Archive

Posts Tagged ‘pair programming’

Some pair programming benefits may be mathematical artefacts

November 21, 2018 No comments

Many claims are made about the advantages of pair programming. The claim that the performance of pairs is better than the performance of individuals may actually be the result of the mathematical consequences of two people working together, rather than working independently (at least for some tasks).

Let’s say that individuals have to find a fault in code, and then fix it. Some people will find the fault and then its fix much more quickly than others. The data for the following analysis comes from the report Experimental results on software debugging (late Rome period), via Lutz Prechelt and shows the density of the time taken by each developer to find and fix a fault in a short Fortran program.

Fixing faults is different from many other development tasks in that if often requires a specific insight to spot the mistake; once found, the fixing task tends to be trivial.

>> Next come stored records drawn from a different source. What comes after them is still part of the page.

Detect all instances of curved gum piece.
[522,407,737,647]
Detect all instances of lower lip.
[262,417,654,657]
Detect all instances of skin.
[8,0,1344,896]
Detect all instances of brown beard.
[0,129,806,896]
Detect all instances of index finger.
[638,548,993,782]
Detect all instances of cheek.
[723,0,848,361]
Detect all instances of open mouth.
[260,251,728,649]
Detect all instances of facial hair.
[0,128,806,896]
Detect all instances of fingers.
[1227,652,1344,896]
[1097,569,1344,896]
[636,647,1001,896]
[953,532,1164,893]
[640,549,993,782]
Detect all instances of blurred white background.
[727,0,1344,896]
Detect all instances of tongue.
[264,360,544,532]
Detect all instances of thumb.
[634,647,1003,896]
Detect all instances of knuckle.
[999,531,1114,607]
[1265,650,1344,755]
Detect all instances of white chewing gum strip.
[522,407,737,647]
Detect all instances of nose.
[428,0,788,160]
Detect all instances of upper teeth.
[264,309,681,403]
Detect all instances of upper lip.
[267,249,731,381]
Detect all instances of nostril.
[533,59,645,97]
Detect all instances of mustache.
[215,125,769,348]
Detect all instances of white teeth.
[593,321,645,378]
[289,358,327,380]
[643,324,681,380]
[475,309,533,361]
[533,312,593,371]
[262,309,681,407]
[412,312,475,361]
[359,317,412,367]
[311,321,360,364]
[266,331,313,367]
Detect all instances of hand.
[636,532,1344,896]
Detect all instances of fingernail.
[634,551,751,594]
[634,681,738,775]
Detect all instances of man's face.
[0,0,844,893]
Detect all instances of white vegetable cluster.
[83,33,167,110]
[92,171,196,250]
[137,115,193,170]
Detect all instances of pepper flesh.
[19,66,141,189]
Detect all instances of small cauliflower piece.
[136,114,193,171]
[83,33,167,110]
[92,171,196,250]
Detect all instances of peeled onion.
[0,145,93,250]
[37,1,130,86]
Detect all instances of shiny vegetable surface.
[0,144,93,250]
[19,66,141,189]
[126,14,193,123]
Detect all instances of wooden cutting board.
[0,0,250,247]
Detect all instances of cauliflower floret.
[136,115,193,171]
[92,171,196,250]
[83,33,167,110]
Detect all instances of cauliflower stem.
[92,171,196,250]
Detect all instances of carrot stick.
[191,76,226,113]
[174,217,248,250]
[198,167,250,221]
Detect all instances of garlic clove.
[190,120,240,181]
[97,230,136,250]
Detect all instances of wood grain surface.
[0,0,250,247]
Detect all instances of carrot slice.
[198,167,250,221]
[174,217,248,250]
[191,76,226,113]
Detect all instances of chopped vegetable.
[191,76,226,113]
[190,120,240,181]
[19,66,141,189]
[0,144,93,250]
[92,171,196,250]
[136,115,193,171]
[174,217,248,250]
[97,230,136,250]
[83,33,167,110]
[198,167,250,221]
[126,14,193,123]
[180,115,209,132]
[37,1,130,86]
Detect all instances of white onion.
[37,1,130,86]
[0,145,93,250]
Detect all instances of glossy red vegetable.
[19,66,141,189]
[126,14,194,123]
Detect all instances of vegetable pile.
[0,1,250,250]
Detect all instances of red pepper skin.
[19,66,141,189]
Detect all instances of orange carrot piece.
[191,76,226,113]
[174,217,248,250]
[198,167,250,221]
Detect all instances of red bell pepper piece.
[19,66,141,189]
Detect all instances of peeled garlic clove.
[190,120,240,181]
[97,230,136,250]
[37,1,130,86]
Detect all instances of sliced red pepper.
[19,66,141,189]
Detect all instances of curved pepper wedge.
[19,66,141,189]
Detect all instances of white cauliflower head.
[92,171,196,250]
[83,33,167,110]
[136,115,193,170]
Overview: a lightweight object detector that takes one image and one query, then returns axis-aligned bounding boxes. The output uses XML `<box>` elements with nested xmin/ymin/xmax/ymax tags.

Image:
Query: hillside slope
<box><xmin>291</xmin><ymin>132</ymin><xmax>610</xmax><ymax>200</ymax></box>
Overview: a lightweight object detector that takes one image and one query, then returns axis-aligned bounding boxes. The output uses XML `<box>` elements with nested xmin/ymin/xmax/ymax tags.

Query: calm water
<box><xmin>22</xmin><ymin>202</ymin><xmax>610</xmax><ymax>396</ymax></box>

Density plot of time taken to find a fault by developers.

The mean time taken, for task t1, is 22.2 minutes (standard deviation 13).

How long might pairs of developers have taken to solve the same problem. We can take the existing data, create pairs, and estimate (based on individual developer time) how long the pair might take (code+data).

Averaging over every pair of 17 individuals would take too much compute time, so I used bootstrapping. Assuming the time taken by a pair was the shortest time taken by the two of them, when working individually, sampling without replacement produces a mean of 14.9 minutes (sd 1.4) (sampling with replacement is complicated…).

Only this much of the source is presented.